How progressing fields generate bubbles - above and beyond finance

Humans are a curious species. We are eternally conflicted between our individualism - treasuring freedom, boundaries and independence - and our sociality - which is actually a need and one of the main reasons for our evolutionary success. By exploiting our sociality we are naturally oriented toward progress by expanding the fields of our knowledge and technology. However, in concomitance with our times of crisis and struggle, we see that the way to progress is not necessarily smooth. It is mostly evident in economy and finance - we see that there are perspectives to widen the field and we invest, eventually investing so much that the system can't cope with it and the suddenly expanded field collapses on itself. It is a speculative bubble. Here I will discuss how it is not a mechanism limited to finance - it is everywhere in human activities. It is one of the dark sides of progress itself.

    Expanding a field acts on three axis, starting from a pre-existing sphere of action.

   The first axis (x) represents the objective availability of resources/knowledge/technology. On the second axis (y) we can measure the pressure and the needs of people to act and expand the field, reflecting the interest of the society. The third axis (z) stands for the actual efforts and skills deployed for the goal.

x, resources/technologies availability; y, social needs/ 
interests; z, people's efforts/skills; P-ES, Pre-Existing 
Sphere; EA, Expanding Area; NLEF, New Limits of 
the Expanded Field [Fig. 1A, from Nissore et al., 
in preparation... no, ok, really, I am joking]
  When the three axis increase together, there is a true expansion of the field and an actual progress. In that case, there is a gap between who is able to move in the newly created 'space' and who lags back, confined in the pre-existing sphere. That is what happens when people do not adjourn fast in whatever their interests are.

  However, what happens when one or more of the three axis is hindered? We can argue that the case of the three axis being all not developed does not actual exist. It would imply a field that does not progress because there are not resources (x axis), there is no interest (y axis) and people do not actually do anything useful about it (z axis). It feels safe to affirm that no field of the human knowledge can be described in those terms.

  But how about just one axis being defective? Or two at a time?
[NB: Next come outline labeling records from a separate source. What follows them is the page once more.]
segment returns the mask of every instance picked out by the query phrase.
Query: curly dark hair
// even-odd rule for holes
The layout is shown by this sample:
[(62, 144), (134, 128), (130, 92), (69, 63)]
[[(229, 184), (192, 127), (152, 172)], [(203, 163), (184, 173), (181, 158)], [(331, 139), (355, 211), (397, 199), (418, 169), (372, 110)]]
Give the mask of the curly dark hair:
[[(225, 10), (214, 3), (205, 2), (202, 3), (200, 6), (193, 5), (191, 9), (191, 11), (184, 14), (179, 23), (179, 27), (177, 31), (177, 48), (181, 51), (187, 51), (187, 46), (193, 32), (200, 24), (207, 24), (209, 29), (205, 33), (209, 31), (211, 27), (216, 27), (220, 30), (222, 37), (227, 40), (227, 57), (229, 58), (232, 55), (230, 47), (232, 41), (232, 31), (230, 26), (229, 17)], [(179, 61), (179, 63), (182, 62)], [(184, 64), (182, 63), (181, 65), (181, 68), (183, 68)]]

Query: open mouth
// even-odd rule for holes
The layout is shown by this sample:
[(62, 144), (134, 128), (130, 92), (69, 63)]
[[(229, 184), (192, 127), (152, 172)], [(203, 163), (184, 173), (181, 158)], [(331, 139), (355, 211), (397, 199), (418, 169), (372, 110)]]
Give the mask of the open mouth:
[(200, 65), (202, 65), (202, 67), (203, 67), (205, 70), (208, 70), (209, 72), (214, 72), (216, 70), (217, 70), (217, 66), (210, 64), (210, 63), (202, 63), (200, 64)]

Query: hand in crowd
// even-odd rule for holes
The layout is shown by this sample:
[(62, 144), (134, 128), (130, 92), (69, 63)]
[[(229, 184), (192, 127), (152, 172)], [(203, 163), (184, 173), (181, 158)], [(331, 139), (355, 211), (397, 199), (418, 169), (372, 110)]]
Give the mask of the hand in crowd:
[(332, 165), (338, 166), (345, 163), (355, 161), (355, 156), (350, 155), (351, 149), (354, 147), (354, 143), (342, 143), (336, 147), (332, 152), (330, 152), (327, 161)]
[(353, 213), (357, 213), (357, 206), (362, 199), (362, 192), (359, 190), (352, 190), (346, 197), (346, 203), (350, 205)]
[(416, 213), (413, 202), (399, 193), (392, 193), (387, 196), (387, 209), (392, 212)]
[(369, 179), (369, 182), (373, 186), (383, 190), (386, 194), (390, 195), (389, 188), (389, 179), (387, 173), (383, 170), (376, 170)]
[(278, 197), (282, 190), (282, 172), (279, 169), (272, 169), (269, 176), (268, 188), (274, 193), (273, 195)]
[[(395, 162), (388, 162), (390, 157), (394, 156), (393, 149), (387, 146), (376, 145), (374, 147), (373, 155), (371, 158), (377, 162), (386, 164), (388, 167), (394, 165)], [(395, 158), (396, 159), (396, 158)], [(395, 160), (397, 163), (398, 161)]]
a) x positive, y and z not - even with available materials and technologies, there are not interests/needs and no action. The field remains stationary because lacking appeal;

b) y positive, x and z not - the needs to develop are present, but resources/technology and skills/efforts are not. It is the case of extremely innovative research, on the verge of fantascience;

c) z positive, x and y not - skills/efforts deployed in absence of resources and social needs. It is rare, but it can happen with personal work/passion, if somehow not funded or ostracised.

d) y and z positive, x not - needs/interests are there as skills/efforts, but resources are limited. It is very evident when we talk about natural resources. Of course, it is difficult to make a big industry of oil extraction if the territory has little to no oil;

e) x and z positive, y not - while technology/resources are available and efforts/skills are at work, the field still remains underdeveloped because of lack of interests/needs. For instance, it is the case of a field struggling (not stationary like case a) for reduced fundings;

f) x and y positive,  z not - in presence of both resources/technology and social needs/interests, the field is allowed to expand and yet is eventually limited by people skills/efforts. Once the expansion is not anymore sustainable, it collapses - and it is where most bubbles come from.

    We conclude that, in many cases, a correct analysis of the variables of a progressing field can be predictive of how it will eventually turn out. Most bubbles, in finance and not, can be foreseen by a honest evaluation of the sustainability of the inflating field. Failing to do so can be due to inexperience (new fields can be difficult to appreciate), actual negligence or misplaced short-term interests. The last is the case of speculative financial bubbles, where speculators can actively engineer them in order to gain on the losses of the other investors once the bubble bursts.

    The solution is always an increase in awareness, both as individuals and as society. Know the field and spot the risks. If you need to walk there, you could watch where you step on.